On the significance of the electroweak precision data

We elaborate on a recently suggested effective Lagrangian for charged-current and neutral-current electroweak interactions which in comparison with the standard electroweak theory contains three free parameters Δx, Δy, ɛ which quantify different sources for violations of SU(2) symmetry. Within the standard SU(2) _I × U(1) _Y electroweak theory, we present both exact and very much refined approximate analytical one-loop expressions for these parameters in terms of the canonical input, G_μ, M_Z, α( M_Z²), the top-quark mass, m_t, and the Higgs-boson mass, M_H. We re-emphasize the importance of discriminating between the empirically well-known purely fermionic (vacuum polarization) contributions to Δx, Δy, ɛ and the empirically unknown bosonic ones with respect to present and future electroweak precision tests.
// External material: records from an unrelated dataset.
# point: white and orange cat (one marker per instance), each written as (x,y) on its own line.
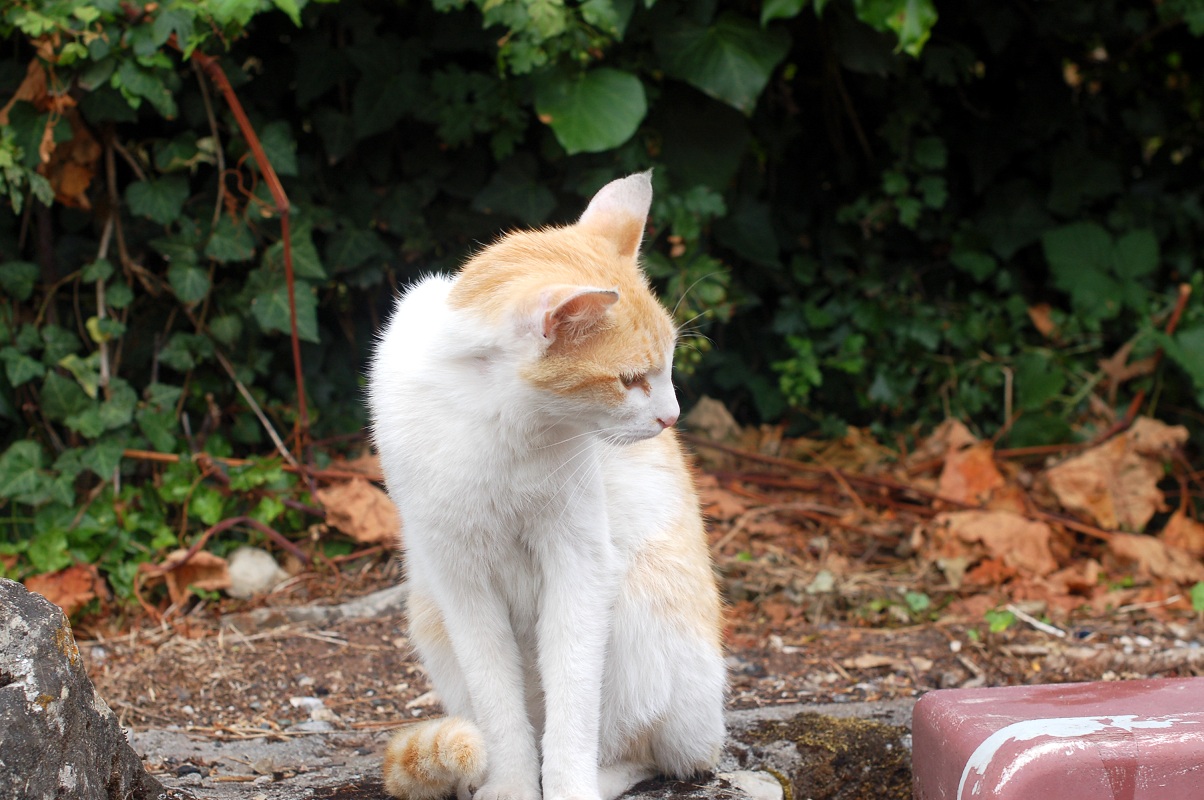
(561,594)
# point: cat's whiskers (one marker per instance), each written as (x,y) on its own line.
(689,289)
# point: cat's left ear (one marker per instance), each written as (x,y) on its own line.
(619,211)
(571,312)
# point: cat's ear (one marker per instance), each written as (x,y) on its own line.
(619,211)
(571,312)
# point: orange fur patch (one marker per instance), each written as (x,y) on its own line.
(507,282)
(428,759)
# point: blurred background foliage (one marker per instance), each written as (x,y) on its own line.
(868,212)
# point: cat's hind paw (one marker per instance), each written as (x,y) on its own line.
(503,790)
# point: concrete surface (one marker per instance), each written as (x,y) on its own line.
(346,765)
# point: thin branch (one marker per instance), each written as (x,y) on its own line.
(320,475)
(213,70)
(217,142)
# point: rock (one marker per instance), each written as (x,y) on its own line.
(57,737)
(253,571)
(755,783)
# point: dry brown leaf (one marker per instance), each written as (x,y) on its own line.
(1155,558)
(720,504)
(31,89)
(1022,543)
(204,570)
(361,511)
(871,662)
(949,436)
(1156,439)
(969,474)
(1116,483)
(1079,577)
(990,571)
(70,589)
(71,165)
(1008,498)
(1184,533)
(369,465)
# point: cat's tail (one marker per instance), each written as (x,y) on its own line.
(434,759)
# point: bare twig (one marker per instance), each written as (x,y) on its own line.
(213,70)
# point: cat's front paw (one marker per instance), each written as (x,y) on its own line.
(506,790)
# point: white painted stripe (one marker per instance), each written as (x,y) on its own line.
(1058,728)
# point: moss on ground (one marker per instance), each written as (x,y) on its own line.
(839,758)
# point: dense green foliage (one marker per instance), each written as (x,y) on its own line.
(862,205)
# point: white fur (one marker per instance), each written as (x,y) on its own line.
(523,512)
(524,516)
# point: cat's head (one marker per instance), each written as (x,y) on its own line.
(598,343)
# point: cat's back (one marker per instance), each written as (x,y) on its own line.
(407,342)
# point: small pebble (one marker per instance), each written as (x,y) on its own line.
(312,727)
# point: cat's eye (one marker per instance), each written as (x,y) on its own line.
(636,381)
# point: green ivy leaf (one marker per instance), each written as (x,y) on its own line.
(84,370)
(117,410)
(190,283)
(271,310)
(186,351)
(230,241)
(977,264)
(306,262)
(48,551)
(17,278)
(731,60)
(226,329)
(119,295)
(279,147)
(62,396)
(381,99)
(173,21)
(592,111)
(137,83)
(88,423)
(912,21)
(21,368)
(1101,275)
(158,199)
(206,505)
(1038,381)
(513,190)
(22,476)
(102,458)
(773,10)
(352,246)
(291,9)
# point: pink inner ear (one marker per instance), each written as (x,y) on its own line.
(577,313)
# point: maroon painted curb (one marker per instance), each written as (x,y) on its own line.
(1126,740)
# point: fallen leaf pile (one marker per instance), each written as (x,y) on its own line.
(1089,527)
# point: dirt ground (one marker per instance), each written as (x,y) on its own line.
(224,681)
(837,589)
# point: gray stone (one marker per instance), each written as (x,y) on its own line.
(57,737)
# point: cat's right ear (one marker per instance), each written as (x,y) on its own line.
(572,312)
(619,211)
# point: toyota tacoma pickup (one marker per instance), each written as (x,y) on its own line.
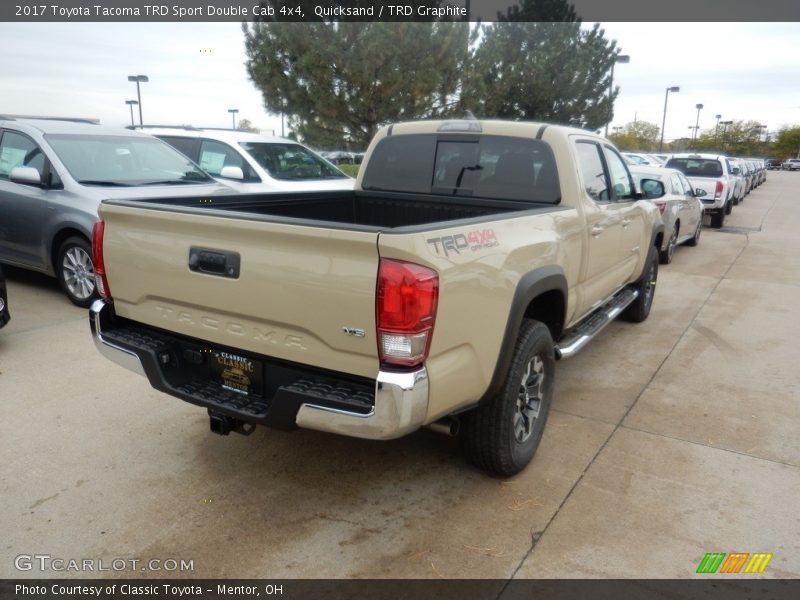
(440,292)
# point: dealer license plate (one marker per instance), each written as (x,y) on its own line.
(237,373)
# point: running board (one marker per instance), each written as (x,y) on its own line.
(574,341)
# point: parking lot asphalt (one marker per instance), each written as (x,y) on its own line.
(667,440)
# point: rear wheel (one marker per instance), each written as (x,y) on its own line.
(639,309)
(75,271)
(502,435)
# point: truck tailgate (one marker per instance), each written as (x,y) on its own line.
(303,294)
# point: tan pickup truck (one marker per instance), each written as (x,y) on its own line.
(440,292)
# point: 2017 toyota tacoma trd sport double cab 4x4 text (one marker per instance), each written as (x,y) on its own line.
(469,258)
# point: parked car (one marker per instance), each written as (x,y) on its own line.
(681,210)
(254,163)
(791,164)
(739,173)
(774,164)
(712,173)
(4,314)
(54,174)
(635,159)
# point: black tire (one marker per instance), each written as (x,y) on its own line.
(638,310)
(665,256)
(502,435)
(75,271)
(696,238)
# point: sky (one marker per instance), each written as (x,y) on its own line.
(747,71)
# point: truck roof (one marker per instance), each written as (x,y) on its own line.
(487,126)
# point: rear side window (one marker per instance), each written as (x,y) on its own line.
(696,167)
(19,151)
(621,183)
(497,167)
(214,156)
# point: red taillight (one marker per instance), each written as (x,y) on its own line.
(101,283)
(405,308)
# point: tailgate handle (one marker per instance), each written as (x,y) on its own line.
(214,262)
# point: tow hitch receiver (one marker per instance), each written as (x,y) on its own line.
(223,424)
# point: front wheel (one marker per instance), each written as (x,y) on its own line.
(696,238)
(639,309)
(665,256)
(75,271)
(502,435)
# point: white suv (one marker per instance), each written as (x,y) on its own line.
(254,163)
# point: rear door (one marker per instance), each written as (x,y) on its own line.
(22,206)
(295,293)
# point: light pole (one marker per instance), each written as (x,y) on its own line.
(131,103)
(139,79)
(699,107)
(673,89)
(622,59)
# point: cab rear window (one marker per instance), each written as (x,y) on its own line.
(495,167)
(696,167)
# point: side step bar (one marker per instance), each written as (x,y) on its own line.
(574,341)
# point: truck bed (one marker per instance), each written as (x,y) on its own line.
(365,210)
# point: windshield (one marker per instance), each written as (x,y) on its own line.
(696,167)
(124,160)
(291,162)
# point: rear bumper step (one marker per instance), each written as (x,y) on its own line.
(574,341)
(392,405)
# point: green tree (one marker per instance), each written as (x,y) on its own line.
(787,144)
(641,136)
(338,82)
(550,71)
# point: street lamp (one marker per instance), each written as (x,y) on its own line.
(131,103)
(622,59)
(139,79)
(699,107)
(673,89)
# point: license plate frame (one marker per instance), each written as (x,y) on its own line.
(237,373)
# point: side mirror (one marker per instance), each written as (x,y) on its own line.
(25,175)
(232,173)
(652,189)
The parameters Δx and ɛ are hardly affected by standard bosonic corrections, while the full one-loop results for Δy differ appreciably from the ones obtained by taking into account fermion loops only. A detailed comparison with the experimental data on M _W^±/M _Z, s _W^-, Г _ℓ shows that these data start to become accurate enough to be sensitive to standard (bosonic) contributions to Δy beyond fermion loops.